The aliphatic hydrocarbons identified in the tested samples include triacontane in apple honey (M. domestica) (0.0134 µg/g) and cherry honey (P. avium) (0.0021 µg/g), while tricosane (0.0023 µg/g), hexacosane (0.0087 µg/g) and nonacosane (0.0026 µg/g) were present only in apple honey (M. domestica) (Tables 3, 5). 1-Methyl-1-(2-hydroxyethyl)-1-silacyclobutane (0.0234 µg/g) was found only in cherry honey and has never been reported in any type of honey before. This compound may be naturally present in cherry honey (P. avium), while no hydrocarbon was found in saffron honey (C. sativus). The hydrocarbons reported in our analyzed apple honey (M. domestica) have been reported by Syazana et al. [41] in Malaysian Tualang honeys (Koompassia excelsa). Omata et al. [53] have also identified same hydrocarbons in apple flowers and thus disclosing similarity of both profiles. The hydrocarbons are less related to honey origin as they are well constituents of beeswax. Esters like ethyl octanoate, ethyl decanoate and ethyl dodecanoate have been reported in Spanish chestnut honeys (C. sativa) [54]. Among the esters, pentanedioic acid bis (1-methylpropyl) ester (0.0231 µg/g), phosphonic acid bis (1-methylethyl) ester (0.0013 µg/g) and pentadecyl heptafluorobutyrate (0.0032 µg/g) were present in apple honey (M. domestica) and 1,2,3-propanetriol monoacetate (0.0054 µg/g) in saffron honey (C. sativus), while six esters viz. hexadecanoic acid octadecyl ester (0.0486 µg/g), succinic acid heptadecyl 2-methylallyl ester (0.0083 µg/g), fumaric acid 3-methylbut-3-enylundecyl ester (0.0093 µg/g), octanoic acid 3-en-2-yl ester (0.0523 µg/g) acetoxyacetic acid 5-tetradecyl ester (0.0027 µg/g) and ethyl hexadecanoate (0.0101 µg/g) were identified in cherry honey (P. avium). The esters identified in the analyzed samples have never been reported in any previous study. Ethyl hexadecanoate has been reported in sweet Chinese cherries that could be used as marker compound of cherry honey (P. avium) [44].

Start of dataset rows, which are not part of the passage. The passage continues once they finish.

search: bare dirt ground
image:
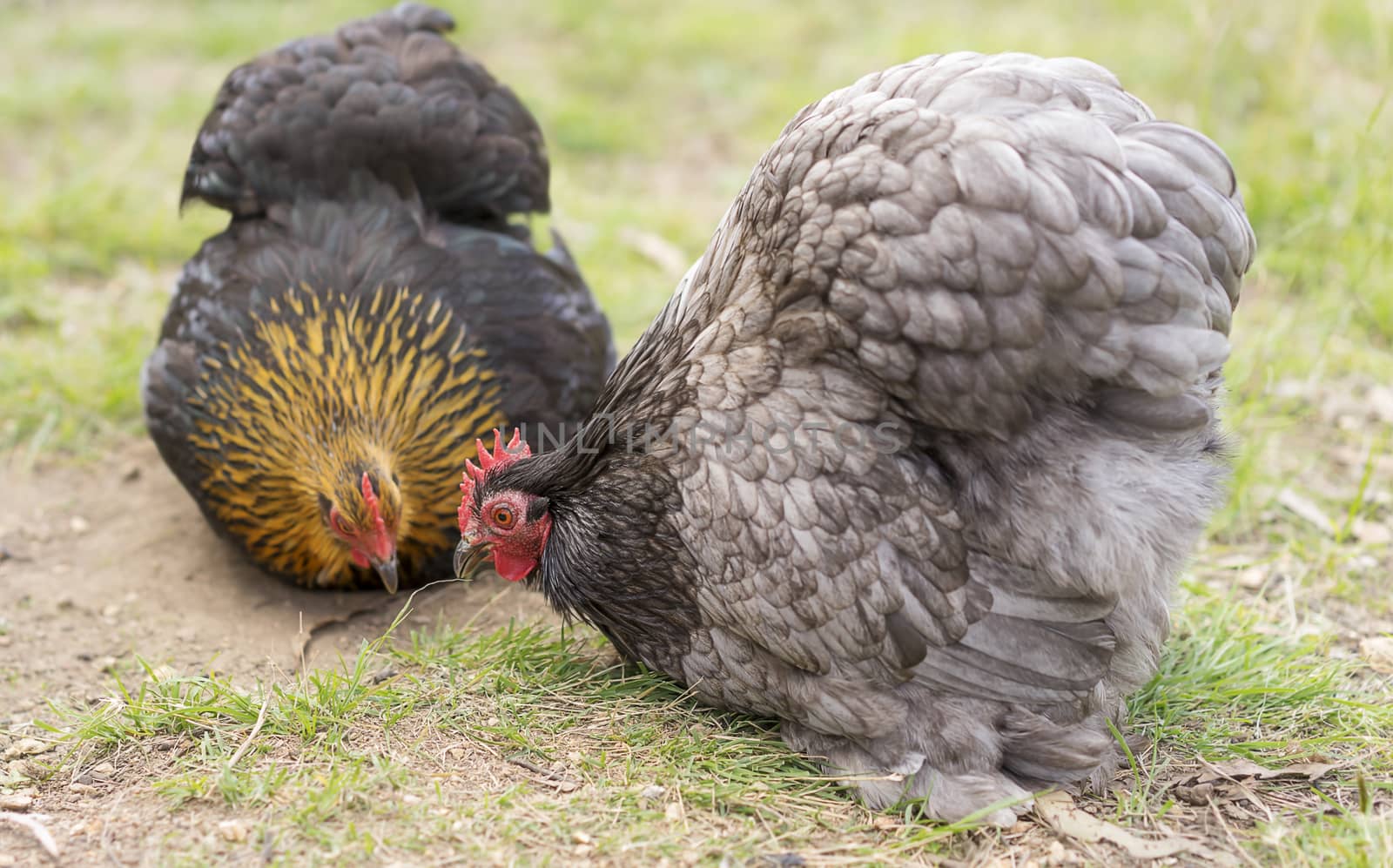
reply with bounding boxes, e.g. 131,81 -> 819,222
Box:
0,441 -> 571,866
0,441 -> 548,719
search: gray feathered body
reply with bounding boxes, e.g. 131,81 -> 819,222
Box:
479,53 -> 1254,824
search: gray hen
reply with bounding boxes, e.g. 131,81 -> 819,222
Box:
455,53 -> 1254,824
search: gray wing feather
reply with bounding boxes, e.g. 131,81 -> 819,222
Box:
657,54 -> 1255,708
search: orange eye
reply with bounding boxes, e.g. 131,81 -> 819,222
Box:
490,506 -> 513,529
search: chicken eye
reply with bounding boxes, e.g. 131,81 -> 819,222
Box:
329,510 -> 355,536
489,506 -> 513,529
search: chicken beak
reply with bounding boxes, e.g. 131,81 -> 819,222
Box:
454,539 -> 489,580
372,555 -> 397,594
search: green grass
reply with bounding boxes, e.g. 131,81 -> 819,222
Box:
16,603 -> 1393,865
0,0 -> 1393,865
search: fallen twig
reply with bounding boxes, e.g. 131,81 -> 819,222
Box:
0,811 -> 58,858
227,694 -> 270,769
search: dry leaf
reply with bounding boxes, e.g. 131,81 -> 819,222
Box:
618,225 -> 691,277
1035,793 -> 1216,859
1277,488 -> 1336,536
1195,759 -> 1336,783
1349,518 -> 1393,546
1360,636 -> 1393,675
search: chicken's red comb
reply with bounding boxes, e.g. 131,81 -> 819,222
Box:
457,427 -> 532,534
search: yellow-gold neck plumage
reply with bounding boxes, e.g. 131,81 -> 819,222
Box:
190,286 -> 504,587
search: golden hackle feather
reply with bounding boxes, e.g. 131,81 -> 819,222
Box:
188,286 -> 504,585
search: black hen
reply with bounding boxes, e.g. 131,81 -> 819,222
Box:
142,4 -> 615,589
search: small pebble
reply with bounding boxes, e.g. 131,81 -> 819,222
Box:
4,738 -> 49,759
218,819 -> 246,843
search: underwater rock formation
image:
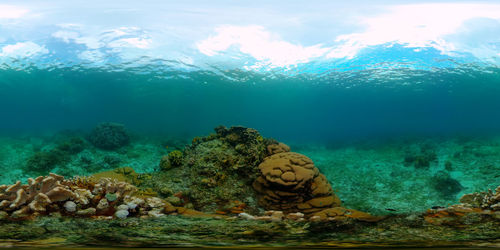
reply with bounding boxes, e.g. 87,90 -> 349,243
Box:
144,127 -> 340,215
460,186 -> 500,211
253,152 -> 341,215
88,122 -> 130,150
160,150 -> 183,170
146,126 -> 272,214
424,186 -> 500,226
0,173 -> 179,219
431,171 -> 463,199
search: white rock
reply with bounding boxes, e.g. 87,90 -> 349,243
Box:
116,204 -> 129,210
127,202 -> 137,210
64,201 -> 76,213
115,210 -> 128,219
148,209 -> 165,218
238,213 -> 255,220
97,198 -> 109,210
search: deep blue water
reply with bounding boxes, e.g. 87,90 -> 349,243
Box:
0,65 -> 500,143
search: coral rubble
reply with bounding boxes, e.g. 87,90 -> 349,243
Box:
0,173 -> 178,219
425,186 -> 500,226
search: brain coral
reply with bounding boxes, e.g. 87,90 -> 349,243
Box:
253,152 -> 341,215
88,122 -> 130,150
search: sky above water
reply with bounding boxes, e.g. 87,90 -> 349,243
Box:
0,0 -> 500,71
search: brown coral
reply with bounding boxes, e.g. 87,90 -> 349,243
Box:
253,152 -> 341,215
267,142 -> 290,155
311,207 -> 385,222
0,173 -> 174,219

It is not necessary that all the volatile compounds (few may be present) found in a particular honey from a particular country or region will be same from the same honey variety from different region or country since volatile profile of a particular honey depends on nectar composition, floral origin, soil type, climate, growing area, detection and isolation techniques, which play a vital role in determining the results. The research conducted by Panseri et al. [55] on buckwheat honey (F. esculentum), from different geographical origins (Russia, Italy and Poland), shows that all volatile compounds were not present in three buckwheat honeys: phenylacetaldehyde was only present in Russian sample, eugenol only in Italian sample, while α-terpinene only in Poland sample and Russian sample.

Pyran derivative 4H-pyran-4-one, 2,3-dihydro-3,5-dihydroxy-6-methyl was identified in apple honey (M. domestica) and saffron honey (C. sativus) in a concentration range between 0.8044 and 1.0245 µg/g. Pyran-derived compounds are produced by Maillard reaction and are considered as a loss of freshness, which could negatively influence the sensory properties of honey [45]. These results were consistent with the results reported by Manyi-Loh et al. [43].

The presence of a particular compound in a particular type of honey, and the absence in others, could be characteristic for a specified type of honey. In our study, 2,6,6-trimethyl-2-cyclohexane-1,4-dione; 2,3-butanedione; 2,3-dihydroxynapthalene-1,4-dione; phenyl ethyl alcohol; and cis-9-hexadecenal are the volatile compounds that could be used as marker compounds for saffron honey (C. sativus). These volatile compounds have also been reported in saffron as discussed above, and they are absent in other two types of honeys. However, the volatile compound 2,6,6-trimethyl-2-cyclohexane-1,4-dione has been reported in other honeys too [35, 46]. Cherry honey (P. avium) is characterized by the presence of aromatic alcohols and esters; 1-heptanol, acetic acid and ethyl hexadecanoate have been reported in cherries as discussed above thus can be used as unique markers for cherry honey (P. avium). In addition, octanoic acid oct-3-en-2-yl ester; 4-methoxycyclohexanol; and 2-imidazoline-4-carboxylic acid could also be used as markers for cherry honey (P. avium) as these are altogether absent in other apple honey and saffron honey. Apple honey (M. domestica) is characterized by the presence of 1-heptacosanol as reported in apple wax; tricosane, hexacosane and hexadecanoic acid are reported in apple flowers [23, 53], while oleyl alcohol, stearic acid and pentadecyl heptafluorobutyrate are also identified in apple honey (M. domestica). Such compounds could be characterized as marker compounds of apple honey (M. domestica) as these are altogether absent in other two types of honeys. The structure of some of the volatile compounds (as markers) detected in three honey samples is shown in Fig. 4.

Fig. 4
figure 4

Structure of few volatile compounds (markers) found in three unifloral honey samples

Conclusion

In order to confirm any volatile compound as a “marker” of honey floral source, the chemical marker should be present only in honey samples coming from that floral source or at least the chemical marker should be present in a high and quite constant amount. Comparison of our honey samples with other monofloral honeys is not possible because the volatile compounds are derived from plant or nectar source; thus, all volatile compounds (few may be present) present in a particular unifloral honey from a particular region will not be same from same floral origin from different country. Most of the volatile compounds (70 %) identified in honeys from Kashmir Valley have been reported for the first time except few which have been reported in other monofloral honeys as discussed above. Interestingly, some of the volatile compounds that have been detected in flowers and fruits of apple, cherry and saffron have also been detected in our tested honey samples of apple, cherry and saffron too thus could be used as unique markers of the respective honeys. These results can be used to assess certain markers for the types of honey selected. Also, we concluded that the presence of a particular compound in a particular type of honey, and the absence in others, could be characteristic for a specified type of honey.